On the graph above, the numbers on the right show the number of installations that exist in each logical database. The lines show a similar trend, as each line is an offset of the previous ones. This makes sense as in each line we have the same amount of workspaces and as we increase the workspaces (e.g., from 15 to 20) we create more load on the CPU, which explains that offset. The trends show that with more than 2.5-3 connections per installation, the CPU % usage starts to stabilize and not reduce any more. This, in accordance with the previous graph, shows that the high CPU load from 1 until the 2.5 physical connections per workspace is high due to the high amount of disconnections that the database has. After that point of 2.5 physical connections per workspace, the CPU does not reduce any further due to the load that is created from testwick as all the workspaces send 1000 messages which creates a lot of pressure into the database by itself.
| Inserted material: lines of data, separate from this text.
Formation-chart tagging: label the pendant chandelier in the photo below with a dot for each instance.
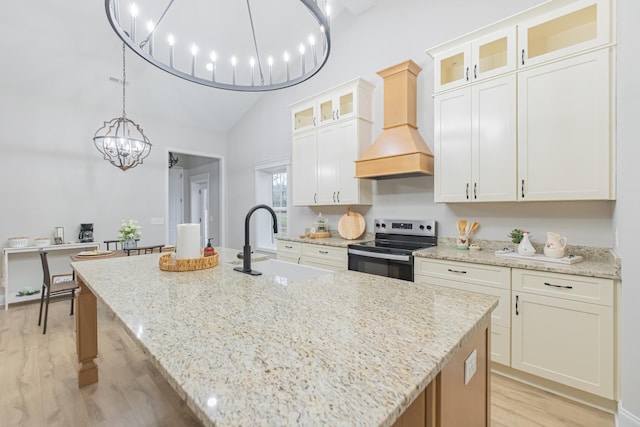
(202, 27)
(121, 140)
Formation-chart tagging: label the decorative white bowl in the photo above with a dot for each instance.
(42, 241)
(18, 242)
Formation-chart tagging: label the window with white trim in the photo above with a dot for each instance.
(272, 188)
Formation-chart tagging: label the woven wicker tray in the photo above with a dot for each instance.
(168, 264)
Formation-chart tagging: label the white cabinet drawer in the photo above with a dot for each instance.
(324, 252)
(478, 274)
(500, 344)
(289, 248)
(576, 288)
(501, 316)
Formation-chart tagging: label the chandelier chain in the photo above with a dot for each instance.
(124, 81)
(255, 44)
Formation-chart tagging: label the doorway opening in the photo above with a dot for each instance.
(195, 194)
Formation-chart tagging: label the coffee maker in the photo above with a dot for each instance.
(86, 233)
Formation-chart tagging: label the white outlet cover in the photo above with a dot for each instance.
(470, 366)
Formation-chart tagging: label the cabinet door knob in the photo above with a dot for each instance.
(558, 286)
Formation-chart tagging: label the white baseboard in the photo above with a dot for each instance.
(626, 418)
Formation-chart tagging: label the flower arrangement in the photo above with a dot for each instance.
(129, 230)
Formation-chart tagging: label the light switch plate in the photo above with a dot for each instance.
(157, 220)
(470, 365)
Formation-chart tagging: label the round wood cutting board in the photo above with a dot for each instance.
(351, 225)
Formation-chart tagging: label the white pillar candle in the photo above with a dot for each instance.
(188, 241)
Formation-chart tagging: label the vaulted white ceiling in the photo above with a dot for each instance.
(66, 49)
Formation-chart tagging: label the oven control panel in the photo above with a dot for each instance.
(410, 227)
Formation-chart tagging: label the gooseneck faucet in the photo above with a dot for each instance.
(246, 250)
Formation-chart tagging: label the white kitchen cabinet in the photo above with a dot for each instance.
(574, 28)
(563, 329)
(348, 100)
(475, 142)
(322, 256)
(304, 168)
(484, 279)
(323, 157)
(564, 135)
(289, 251)
(482, 58)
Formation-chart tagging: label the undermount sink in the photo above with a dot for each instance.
(286, 271)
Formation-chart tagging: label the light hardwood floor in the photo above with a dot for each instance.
(38, 382)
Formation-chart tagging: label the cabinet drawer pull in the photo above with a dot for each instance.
(558, 286)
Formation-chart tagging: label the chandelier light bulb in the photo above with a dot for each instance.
(150, 27)
(194, 52)
(172, 42)
(319, 10)
(234, 61)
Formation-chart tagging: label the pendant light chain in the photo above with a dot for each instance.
(124, 80)
(255, 43)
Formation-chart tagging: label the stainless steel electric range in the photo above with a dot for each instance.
(390, 255)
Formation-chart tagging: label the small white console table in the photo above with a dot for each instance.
(26, 269)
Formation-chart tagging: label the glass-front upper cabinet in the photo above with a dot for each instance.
(484, 57)
(577, 27)
(304, 116)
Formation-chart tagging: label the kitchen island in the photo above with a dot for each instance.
(340, 349)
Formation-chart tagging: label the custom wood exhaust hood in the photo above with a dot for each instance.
(399, 150)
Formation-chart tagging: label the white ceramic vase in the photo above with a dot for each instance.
(525, 247)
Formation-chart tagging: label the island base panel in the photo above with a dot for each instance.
(86, 335)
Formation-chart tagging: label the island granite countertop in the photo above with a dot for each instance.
(346, 348)
(598, 262)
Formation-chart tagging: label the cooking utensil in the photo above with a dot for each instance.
(351, 225)
(474, 226)
(462, 225)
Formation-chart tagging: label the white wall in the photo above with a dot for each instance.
(626, 212)
(52, 175)
(387, 34)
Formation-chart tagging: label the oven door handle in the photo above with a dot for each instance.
(393, 257)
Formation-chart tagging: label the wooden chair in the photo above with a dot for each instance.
(114, 242)
(144, 250)
(55, 288)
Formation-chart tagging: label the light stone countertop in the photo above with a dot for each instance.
(346, 348)
(598, 262)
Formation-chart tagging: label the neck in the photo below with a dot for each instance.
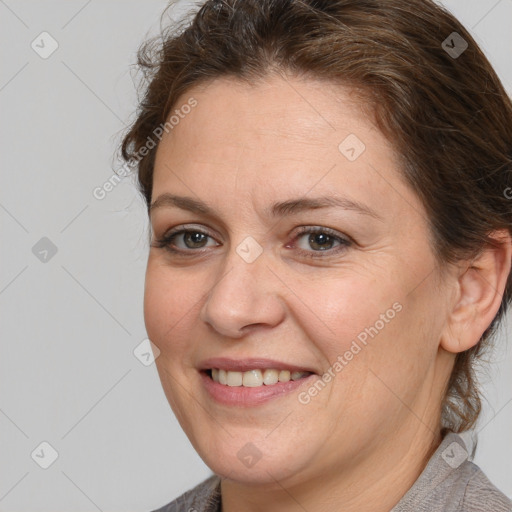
(375, 484)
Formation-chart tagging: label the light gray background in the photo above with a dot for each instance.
(68, 375)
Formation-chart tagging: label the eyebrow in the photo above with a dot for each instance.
(279, 209)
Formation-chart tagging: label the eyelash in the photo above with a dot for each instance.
(165, 242)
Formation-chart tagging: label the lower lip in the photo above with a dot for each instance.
(241, 396)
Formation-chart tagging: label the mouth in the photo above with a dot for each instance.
(254, 378)
(251, 382)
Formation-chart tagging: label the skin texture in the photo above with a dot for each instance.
(365, 438)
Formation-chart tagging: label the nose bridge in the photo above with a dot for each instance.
(245, 293)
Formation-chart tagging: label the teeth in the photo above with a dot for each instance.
(255, 378)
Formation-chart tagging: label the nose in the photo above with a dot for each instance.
(245, 295)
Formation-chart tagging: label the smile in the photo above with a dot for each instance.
(254, 378)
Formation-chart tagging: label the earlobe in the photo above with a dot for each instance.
(480, 288)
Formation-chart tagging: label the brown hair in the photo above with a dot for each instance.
(440, 104)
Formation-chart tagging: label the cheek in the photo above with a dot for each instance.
(340, 309)
(170, 302)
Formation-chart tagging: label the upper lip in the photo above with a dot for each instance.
(250, 363)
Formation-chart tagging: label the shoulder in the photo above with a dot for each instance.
(480, 495)
(204, 497)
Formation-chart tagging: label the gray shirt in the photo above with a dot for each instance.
(449, 483)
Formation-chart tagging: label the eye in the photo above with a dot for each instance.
(320, 239)
(184, 240)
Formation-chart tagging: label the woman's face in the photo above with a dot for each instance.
(347, 290)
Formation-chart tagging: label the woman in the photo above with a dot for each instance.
(330, 250)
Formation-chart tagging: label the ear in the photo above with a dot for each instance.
(479, 291)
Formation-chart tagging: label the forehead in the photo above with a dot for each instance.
(280, 137)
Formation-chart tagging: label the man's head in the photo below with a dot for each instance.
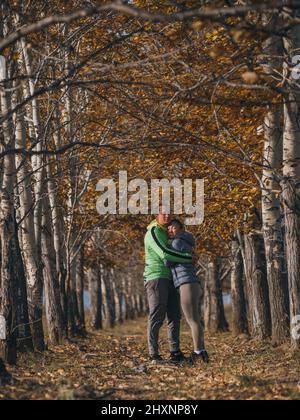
(163, 218)
(175, 227)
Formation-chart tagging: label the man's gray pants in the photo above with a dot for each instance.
(164, 301)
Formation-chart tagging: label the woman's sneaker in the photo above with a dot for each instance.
(203, 355)
(156, 358)
(177, 357)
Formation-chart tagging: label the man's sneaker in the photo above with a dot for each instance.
(177, 357)
(203, 356)
(156, 358)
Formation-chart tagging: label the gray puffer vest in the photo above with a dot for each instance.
(184, 273)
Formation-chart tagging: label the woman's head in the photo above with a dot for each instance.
(175, 227)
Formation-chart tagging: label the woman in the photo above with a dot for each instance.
(186, 281)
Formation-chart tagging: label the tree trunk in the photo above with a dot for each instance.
(33, 268)
(108, 303)
(291, 180)
(271, 207)
(274, 243)
(257, 285)
(240, 321)
(8, 282)
(80, 292)
(216, 321)
(96, 297)
(52, 296)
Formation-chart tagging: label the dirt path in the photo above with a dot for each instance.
(113, 365)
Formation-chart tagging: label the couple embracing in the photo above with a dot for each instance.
(171, 285)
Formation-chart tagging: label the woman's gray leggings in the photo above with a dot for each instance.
(190, 295)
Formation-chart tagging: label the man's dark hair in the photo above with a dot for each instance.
(177, 223)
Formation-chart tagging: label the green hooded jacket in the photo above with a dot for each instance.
(157, 250)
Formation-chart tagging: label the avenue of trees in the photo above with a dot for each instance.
(188, 89)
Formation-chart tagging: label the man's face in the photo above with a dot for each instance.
(173, 230)
(163, 218)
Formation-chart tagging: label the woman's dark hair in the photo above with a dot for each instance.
(177, 223)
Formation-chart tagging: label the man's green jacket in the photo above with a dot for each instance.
(157, 251)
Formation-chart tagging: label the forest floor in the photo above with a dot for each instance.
(113, 365)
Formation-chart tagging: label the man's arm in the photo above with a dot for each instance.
(158, 245)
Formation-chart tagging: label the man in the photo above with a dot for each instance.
(163, 298)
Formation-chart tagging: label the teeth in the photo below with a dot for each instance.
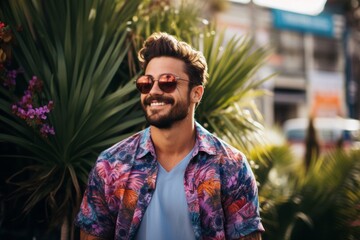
(157, 104)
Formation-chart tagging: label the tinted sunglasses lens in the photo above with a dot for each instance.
(167, 83)
(144, 84)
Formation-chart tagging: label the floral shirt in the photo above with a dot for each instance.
(220, 189)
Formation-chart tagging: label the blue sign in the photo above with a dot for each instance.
(322, 24)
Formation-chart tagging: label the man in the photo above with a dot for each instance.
(173, 180)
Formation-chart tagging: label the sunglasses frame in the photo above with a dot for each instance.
(160, 83)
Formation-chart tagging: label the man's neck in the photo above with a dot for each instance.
(173, 144)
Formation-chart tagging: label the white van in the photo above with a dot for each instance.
(330, 132)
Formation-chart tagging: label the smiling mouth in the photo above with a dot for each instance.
(154, 104)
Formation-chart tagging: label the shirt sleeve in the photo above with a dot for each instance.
(94, 216)
(241, 203)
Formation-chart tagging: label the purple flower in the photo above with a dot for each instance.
(27, 108)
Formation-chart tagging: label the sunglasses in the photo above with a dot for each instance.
(167, 83)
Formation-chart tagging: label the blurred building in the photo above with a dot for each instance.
(310, 55)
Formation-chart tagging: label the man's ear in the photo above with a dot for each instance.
(197, 93)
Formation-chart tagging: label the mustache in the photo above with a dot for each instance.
(150, 98)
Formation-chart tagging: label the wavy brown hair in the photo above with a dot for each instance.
(163, 44)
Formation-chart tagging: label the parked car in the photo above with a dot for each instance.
(331, 133)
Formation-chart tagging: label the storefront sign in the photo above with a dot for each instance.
(322, 24)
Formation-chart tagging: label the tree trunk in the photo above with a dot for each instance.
(65, 229)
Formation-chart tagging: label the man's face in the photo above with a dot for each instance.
(162, 109)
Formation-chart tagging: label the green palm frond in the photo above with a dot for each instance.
(76, 48)
(228, 106)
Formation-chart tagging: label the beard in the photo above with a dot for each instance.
(178, 111)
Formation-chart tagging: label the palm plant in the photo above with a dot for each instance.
(75, 48)
(87, 64)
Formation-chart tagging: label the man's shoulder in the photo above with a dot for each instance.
(126, 146)
(211, 143)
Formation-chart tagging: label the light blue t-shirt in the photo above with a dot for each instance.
(167, 216)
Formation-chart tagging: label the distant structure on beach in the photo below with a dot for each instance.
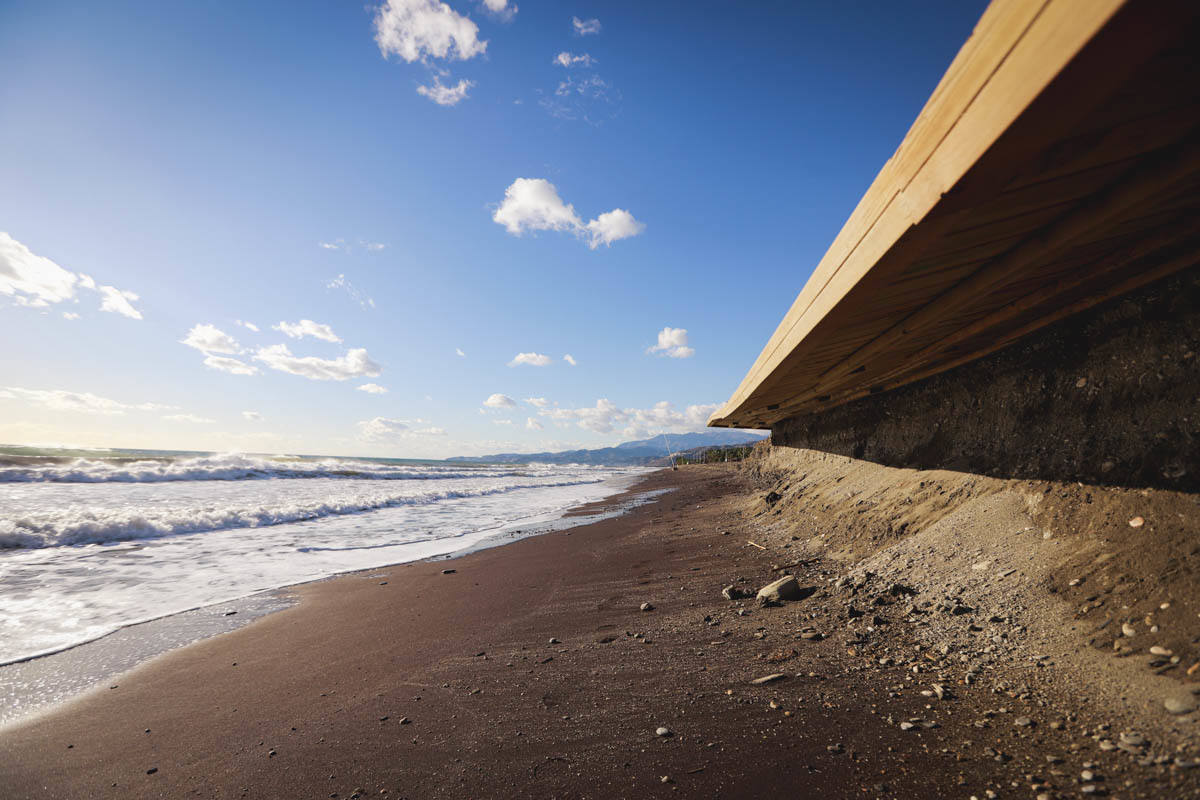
(1017, 293)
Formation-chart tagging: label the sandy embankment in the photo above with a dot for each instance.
(406, 681)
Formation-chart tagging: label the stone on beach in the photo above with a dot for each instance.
(786, 588)
(768, 679)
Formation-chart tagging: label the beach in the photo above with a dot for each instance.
(599, 661)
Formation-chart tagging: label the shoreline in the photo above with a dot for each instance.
(42, 681)
(533, 671)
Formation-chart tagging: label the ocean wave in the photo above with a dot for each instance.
(232, 467)
(93, 525)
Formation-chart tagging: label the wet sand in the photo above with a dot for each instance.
(529, 671)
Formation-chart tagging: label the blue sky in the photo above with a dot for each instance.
(419, 180)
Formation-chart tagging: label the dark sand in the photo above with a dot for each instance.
(409, 683)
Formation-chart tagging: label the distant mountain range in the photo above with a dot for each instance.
(629, 453)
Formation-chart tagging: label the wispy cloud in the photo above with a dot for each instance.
(531, 359)
(585, 26)
(357, 295)
(607, 417)
(307, 328)
(36, 281)
(60, 400)
(233, 366)
(354, 364)
(502, 10)
(534, 204)
(445, 95)
(672, 343)
(565, 59)
(383, 429)
(189, 417)
(210, 338)
(587, 97)
(499, 401)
It can be concluded from the graphs that having 2.5 physical connections per workspace is a safe choice for our environment in order to minimize the amount of disconnections/reconnections. But we need to keep in mind that these tests were using the workspaces at full load, by keeping sending 1000 messages every 0.5 second. So, we are thinking that we can still use 2 or even 1.5 physical connections per workspace as rarely there will be load on all workspaces simultaneously.